Department of Medicine, Penn State Health Milton S Hershey Medical Center, Hershey, Pennsylvania, USA
Department of Medicine, Emory University, Atlanta, Georgia, USA.
BMJ Open Diabetes Res Care. 2021 Jan;9(1). doi: 10.1136/bmjdrc-2020-001557.
Innovative approaches are needed to design robust clinical decision support (CDS) to optimize hospital glycemic management. We piloted an electronic medical record (EMR), evidence-based algorithmic CDS tool in an academic center to alert clinicians in real time about gaps in care related to inpatient glucose control and insulin utilization, and to provide management recommendations.
The tool was designed to identify clinical situations in need for action: (1) severe or recurrent hyperglycemia in patients with diabetes: blood glucose (BG) ≥13.88 mmol/L (250 mg/dL) at least once or BG ≥10.0 mmol/L (180 mg/dL) at least twice, respectively; (2) recurrent hyperglycemia in patients with stress hyperglycemia: BG ≥10.0 mmol/L (180 mg/dL) at least twice; (3) impending or established hypoglycemia: BG 3.9-4.4 mmol/L (70-80 mg/dL) or ≤3.9 mmol/L (70 mg/dL); and (4) inappropriate sliding scale insulin (SSI) monotherapy in recurrent hyperglycemia, or anytime in patients with type 1 diabetes. The EMR CDS was active (ON) for 6 months for all adult hospital patients and inactive (OFF) for 6 months. We prospectively identified and compared gaps in care between ON and OFF periods.

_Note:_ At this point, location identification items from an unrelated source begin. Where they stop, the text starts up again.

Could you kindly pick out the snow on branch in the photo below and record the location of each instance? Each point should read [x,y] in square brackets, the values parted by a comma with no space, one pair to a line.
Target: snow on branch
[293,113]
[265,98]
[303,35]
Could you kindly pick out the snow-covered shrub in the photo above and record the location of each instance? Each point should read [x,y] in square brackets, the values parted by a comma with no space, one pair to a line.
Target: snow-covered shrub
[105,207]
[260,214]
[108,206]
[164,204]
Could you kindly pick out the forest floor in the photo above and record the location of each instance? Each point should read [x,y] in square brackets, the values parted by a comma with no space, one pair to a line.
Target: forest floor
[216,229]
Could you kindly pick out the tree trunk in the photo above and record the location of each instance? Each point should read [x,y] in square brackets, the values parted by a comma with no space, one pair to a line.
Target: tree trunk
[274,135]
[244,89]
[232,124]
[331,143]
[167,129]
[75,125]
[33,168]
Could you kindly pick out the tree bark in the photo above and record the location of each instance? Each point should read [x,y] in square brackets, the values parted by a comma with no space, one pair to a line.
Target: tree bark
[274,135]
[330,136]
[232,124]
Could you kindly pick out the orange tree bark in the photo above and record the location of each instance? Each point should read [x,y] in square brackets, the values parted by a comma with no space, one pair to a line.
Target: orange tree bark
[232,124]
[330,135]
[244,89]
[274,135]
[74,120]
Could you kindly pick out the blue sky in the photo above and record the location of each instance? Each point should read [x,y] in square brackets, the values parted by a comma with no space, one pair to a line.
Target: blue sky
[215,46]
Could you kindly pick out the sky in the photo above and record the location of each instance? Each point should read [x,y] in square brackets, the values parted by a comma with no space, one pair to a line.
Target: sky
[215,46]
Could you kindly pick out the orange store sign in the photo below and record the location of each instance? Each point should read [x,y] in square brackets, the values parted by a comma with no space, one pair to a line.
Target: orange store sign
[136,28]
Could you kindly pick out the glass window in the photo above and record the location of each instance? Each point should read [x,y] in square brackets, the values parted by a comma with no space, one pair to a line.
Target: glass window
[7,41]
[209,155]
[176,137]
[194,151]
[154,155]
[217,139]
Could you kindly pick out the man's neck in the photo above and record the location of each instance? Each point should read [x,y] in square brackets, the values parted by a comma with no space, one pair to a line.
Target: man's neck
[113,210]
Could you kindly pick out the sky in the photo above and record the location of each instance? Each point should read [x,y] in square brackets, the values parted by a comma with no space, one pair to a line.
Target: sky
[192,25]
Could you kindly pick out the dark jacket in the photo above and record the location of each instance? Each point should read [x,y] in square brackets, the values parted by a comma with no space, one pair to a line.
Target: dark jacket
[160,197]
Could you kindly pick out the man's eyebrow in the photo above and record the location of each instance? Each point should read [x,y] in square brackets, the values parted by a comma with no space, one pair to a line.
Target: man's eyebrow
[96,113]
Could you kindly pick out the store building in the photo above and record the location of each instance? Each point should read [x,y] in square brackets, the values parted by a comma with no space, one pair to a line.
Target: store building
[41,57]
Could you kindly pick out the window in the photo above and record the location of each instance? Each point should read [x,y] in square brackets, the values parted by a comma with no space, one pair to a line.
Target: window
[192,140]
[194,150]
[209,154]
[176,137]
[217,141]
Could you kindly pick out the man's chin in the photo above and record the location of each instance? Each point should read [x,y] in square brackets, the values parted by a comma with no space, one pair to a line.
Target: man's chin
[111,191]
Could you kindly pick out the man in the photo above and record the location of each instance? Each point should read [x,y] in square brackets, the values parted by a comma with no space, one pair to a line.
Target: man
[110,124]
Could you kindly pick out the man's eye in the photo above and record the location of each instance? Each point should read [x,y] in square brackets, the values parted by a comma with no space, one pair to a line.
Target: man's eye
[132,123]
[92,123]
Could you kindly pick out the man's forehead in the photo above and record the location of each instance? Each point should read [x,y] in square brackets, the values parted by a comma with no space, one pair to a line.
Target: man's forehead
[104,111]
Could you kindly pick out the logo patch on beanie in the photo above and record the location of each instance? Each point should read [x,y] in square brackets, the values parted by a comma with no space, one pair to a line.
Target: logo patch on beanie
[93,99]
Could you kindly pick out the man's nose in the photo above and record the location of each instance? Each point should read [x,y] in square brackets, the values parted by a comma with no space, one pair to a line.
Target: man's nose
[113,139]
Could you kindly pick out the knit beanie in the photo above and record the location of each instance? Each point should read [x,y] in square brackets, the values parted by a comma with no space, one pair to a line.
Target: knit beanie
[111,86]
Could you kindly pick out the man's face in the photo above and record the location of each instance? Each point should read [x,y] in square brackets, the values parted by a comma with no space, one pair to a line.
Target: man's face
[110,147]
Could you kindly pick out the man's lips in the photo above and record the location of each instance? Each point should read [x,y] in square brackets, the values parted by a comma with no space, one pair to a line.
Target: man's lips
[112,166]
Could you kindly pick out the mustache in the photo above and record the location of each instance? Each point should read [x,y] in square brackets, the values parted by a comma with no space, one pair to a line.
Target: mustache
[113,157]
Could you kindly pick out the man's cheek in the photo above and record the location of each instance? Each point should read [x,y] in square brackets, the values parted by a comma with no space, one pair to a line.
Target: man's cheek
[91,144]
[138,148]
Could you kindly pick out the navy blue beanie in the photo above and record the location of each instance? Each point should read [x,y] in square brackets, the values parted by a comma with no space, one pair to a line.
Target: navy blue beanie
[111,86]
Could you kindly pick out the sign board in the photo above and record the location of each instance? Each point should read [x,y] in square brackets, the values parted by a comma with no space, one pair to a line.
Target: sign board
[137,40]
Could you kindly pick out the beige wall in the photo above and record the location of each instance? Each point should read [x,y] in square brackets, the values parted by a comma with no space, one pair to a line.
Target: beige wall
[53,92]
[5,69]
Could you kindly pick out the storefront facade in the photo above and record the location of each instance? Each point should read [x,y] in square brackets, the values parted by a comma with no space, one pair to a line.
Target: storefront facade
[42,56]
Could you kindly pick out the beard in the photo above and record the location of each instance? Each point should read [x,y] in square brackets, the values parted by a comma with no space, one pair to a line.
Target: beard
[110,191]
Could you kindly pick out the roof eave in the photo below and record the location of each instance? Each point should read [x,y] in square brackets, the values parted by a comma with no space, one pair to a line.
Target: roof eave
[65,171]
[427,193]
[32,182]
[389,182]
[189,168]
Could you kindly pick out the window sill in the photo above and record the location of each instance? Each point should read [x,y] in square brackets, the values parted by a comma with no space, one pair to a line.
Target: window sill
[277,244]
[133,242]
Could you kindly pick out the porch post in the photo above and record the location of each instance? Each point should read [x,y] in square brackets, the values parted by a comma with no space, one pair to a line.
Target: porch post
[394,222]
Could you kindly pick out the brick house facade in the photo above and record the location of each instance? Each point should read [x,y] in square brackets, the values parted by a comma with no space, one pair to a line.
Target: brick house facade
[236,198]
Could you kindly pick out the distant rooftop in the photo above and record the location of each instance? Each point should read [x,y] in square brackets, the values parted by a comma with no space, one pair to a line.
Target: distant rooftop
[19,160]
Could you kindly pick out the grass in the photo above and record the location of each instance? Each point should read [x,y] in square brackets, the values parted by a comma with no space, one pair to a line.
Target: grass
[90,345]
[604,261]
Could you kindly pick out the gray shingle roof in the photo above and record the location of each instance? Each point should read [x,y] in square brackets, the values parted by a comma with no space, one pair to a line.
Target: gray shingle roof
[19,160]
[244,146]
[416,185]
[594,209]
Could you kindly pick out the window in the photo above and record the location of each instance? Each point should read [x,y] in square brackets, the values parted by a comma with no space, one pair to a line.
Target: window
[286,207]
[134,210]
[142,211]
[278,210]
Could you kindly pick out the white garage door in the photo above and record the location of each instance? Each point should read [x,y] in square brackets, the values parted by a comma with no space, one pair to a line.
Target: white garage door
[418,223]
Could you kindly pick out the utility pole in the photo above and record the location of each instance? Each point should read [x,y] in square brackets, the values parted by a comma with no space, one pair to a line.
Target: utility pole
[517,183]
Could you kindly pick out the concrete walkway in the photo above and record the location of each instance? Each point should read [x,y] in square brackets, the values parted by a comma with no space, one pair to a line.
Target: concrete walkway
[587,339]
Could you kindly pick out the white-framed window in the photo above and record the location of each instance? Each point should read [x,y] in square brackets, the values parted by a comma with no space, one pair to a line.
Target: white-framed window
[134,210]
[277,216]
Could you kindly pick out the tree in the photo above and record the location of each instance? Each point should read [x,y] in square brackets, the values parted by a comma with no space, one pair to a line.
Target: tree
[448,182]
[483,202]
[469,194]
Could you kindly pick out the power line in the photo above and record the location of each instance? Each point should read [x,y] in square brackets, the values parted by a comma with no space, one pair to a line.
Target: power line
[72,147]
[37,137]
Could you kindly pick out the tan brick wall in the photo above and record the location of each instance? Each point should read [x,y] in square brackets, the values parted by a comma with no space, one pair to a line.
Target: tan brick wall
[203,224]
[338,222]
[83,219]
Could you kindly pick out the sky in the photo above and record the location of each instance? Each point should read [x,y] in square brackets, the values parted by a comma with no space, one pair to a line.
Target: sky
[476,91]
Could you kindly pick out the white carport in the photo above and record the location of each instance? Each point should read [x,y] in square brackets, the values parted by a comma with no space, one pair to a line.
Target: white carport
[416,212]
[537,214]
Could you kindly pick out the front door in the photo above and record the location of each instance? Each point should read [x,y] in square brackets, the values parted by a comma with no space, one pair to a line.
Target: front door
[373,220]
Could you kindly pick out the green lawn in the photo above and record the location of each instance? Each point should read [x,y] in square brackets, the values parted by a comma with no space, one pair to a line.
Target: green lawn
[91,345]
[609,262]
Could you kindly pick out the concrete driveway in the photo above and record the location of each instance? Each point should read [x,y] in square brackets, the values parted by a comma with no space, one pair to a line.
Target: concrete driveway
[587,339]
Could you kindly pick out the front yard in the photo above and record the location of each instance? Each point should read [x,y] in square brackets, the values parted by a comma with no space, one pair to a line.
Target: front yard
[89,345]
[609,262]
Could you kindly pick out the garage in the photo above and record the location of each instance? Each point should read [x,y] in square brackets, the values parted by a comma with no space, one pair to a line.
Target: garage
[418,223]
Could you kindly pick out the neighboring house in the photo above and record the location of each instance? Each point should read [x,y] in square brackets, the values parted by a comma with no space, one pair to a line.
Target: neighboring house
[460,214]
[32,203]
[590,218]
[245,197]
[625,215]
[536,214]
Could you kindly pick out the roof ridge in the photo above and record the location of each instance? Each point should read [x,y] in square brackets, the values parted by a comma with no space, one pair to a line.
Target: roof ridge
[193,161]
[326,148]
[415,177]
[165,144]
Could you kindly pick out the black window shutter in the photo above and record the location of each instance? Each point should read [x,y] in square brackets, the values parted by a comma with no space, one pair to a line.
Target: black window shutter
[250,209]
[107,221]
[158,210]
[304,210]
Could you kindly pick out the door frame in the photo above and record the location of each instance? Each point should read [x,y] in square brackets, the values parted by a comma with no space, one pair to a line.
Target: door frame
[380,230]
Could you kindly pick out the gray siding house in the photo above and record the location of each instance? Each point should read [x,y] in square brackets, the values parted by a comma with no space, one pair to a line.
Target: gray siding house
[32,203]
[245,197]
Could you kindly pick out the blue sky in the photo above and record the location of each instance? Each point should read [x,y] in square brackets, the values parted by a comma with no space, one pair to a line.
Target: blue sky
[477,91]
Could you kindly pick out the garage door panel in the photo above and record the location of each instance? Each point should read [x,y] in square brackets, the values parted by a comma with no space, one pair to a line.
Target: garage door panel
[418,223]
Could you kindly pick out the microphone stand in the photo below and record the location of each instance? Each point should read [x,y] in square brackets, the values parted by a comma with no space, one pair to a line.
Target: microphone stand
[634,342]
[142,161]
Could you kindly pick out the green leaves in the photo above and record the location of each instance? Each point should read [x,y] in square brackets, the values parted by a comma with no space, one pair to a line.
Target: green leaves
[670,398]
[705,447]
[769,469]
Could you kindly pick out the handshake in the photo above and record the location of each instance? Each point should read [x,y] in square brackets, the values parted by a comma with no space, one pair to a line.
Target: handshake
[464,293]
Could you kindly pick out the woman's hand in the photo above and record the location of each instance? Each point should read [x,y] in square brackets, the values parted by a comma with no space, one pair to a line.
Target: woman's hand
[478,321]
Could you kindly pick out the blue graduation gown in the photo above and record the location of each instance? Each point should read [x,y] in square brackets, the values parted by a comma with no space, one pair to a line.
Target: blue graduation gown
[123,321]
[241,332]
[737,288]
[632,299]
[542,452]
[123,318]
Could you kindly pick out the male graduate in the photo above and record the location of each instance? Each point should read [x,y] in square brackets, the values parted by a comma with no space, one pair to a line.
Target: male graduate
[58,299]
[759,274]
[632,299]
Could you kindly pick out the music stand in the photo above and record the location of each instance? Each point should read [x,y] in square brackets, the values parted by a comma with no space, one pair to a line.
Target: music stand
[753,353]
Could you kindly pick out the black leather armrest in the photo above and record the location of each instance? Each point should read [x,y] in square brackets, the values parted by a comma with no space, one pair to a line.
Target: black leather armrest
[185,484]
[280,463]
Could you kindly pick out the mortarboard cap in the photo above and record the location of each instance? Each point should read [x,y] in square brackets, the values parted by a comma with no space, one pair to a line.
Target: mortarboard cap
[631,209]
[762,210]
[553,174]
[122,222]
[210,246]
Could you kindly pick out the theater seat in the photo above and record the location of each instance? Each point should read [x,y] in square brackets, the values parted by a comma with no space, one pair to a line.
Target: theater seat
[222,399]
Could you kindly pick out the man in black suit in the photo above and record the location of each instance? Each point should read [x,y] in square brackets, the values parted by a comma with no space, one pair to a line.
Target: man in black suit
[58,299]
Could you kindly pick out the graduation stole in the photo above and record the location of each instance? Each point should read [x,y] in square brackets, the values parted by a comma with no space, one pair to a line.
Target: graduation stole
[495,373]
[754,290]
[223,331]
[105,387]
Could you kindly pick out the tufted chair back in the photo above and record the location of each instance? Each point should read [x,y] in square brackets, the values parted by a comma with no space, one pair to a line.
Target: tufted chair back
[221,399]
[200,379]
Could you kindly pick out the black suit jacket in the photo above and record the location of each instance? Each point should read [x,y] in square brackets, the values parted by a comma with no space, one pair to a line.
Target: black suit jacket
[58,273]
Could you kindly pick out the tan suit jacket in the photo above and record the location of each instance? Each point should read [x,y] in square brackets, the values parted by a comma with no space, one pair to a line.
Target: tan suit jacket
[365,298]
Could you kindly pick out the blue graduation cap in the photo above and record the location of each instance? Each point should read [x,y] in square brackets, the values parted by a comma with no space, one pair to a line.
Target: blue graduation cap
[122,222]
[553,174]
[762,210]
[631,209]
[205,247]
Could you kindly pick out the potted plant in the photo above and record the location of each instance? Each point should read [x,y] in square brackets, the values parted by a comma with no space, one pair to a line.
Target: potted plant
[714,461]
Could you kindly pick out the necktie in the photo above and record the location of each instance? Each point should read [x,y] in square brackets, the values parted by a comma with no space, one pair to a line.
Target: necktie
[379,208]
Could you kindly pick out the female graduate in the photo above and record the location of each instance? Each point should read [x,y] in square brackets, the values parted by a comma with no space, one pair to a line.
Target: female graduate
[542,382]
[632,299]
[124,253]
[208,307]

When active, the hospital CDS tool significantly reduced events of recurrent hyperglycemia in patients with type 1 and type 2 diabetes (3342 vs 3701, OR=0.88, p=0.050) and in patients with stress hyperglycemia (288 vs 506, OR=0.60, p<0.001). Hypoglycemia or impending hypoglycemia (1548 vs 1349, OR=1.15, p=0.050) were unrelated to the CDS tool on subsequent analysis. Inappropriate use of SSI monotherapy in type 1 diabetes (10 vs 22, OR=0.36, p=0.073), inappropriate use of SSI monotherapy in type 2 diabetes (2519 vs 2748, OR=0.97, p=0.632), and in stress hyperglycemia subjects (1617 vs 1488, OR=1.30, p<0.001) were recognized.
EMR CDS was successful in reducing hyperglycemic events among hospitalized patients with dysglycemia and diabetes, and inappropriate insulin use in patients with type 1 diabetes.
需要创新方法来设计稳健的临床决策支持(CDS),以优化医院血糖管理。我们在一个学术中心试用了一种电子病历(EMR),基于证据的算法 CDS 工具,实时提醒临床医生有关住院患者血糖控制和胰岛素使用方面的护理差距,并提供管理建议。
该工具旨在识别需要采取行动的临床情况:(1)糖尿病患者严重或反复高血糖:血糖(BG)≥13.88mmol/L(250mg/dL)至少一次或 BG≥10.0mmol/L(180mg/dL)至少两次;(2)应激性高血糖患者反复高血糖:BG≥10.0mmol/L(180mg/dL)至少两次;(3)即将发生或已发生低血糖:BG 3.9-4.4mmol/L(70-80mg/dL)或≤3.9mmol/L(70mg/dL);(4)反复高血糖时不合理的胰岛素滑动量表(SSI)单药治疗,或 1 型糖尿病患者的任何时候。EMR CDS 在 6 个月内对所有成年住院患者均处于活动状态(ON),6 个月内处于非活动状态(OFF)。我们前瞻性地识别并比较了 ON 和 OFF 期间护理差距。
当处于活动状态时,医院 CDS 工具可显著减少 1 型和 2 型糖尿病患者(3342 与 3701,OR=0.88,p=0.050)和应激性高血糖患者(288 与 506,OR=0.60,p<0.001)的反复高血糖事件。低血糖或即将发生的低血糖(1548 与 1349,OR=1.15,p=0.050)与随后的分析无关。1 型糖尿病患者中不合理使用 SSI 单药治疗(10 与 22,OR=0.36,p=0.073)、2 型糖尿病患者中不合理使用 SSI 单药治疗(2519 与 2748,OR=0.97,p=0.632)和应激性高血糖患者中不合理使用 SSI 单药治疗(1617 与 1488,OR=1.30,p<0.001)。
EMR CDS 成功减少了血糖异常和糖尿病住院患者的高血糖事件,以及 1 型糖尿病患者中不合理的胰岛素使用。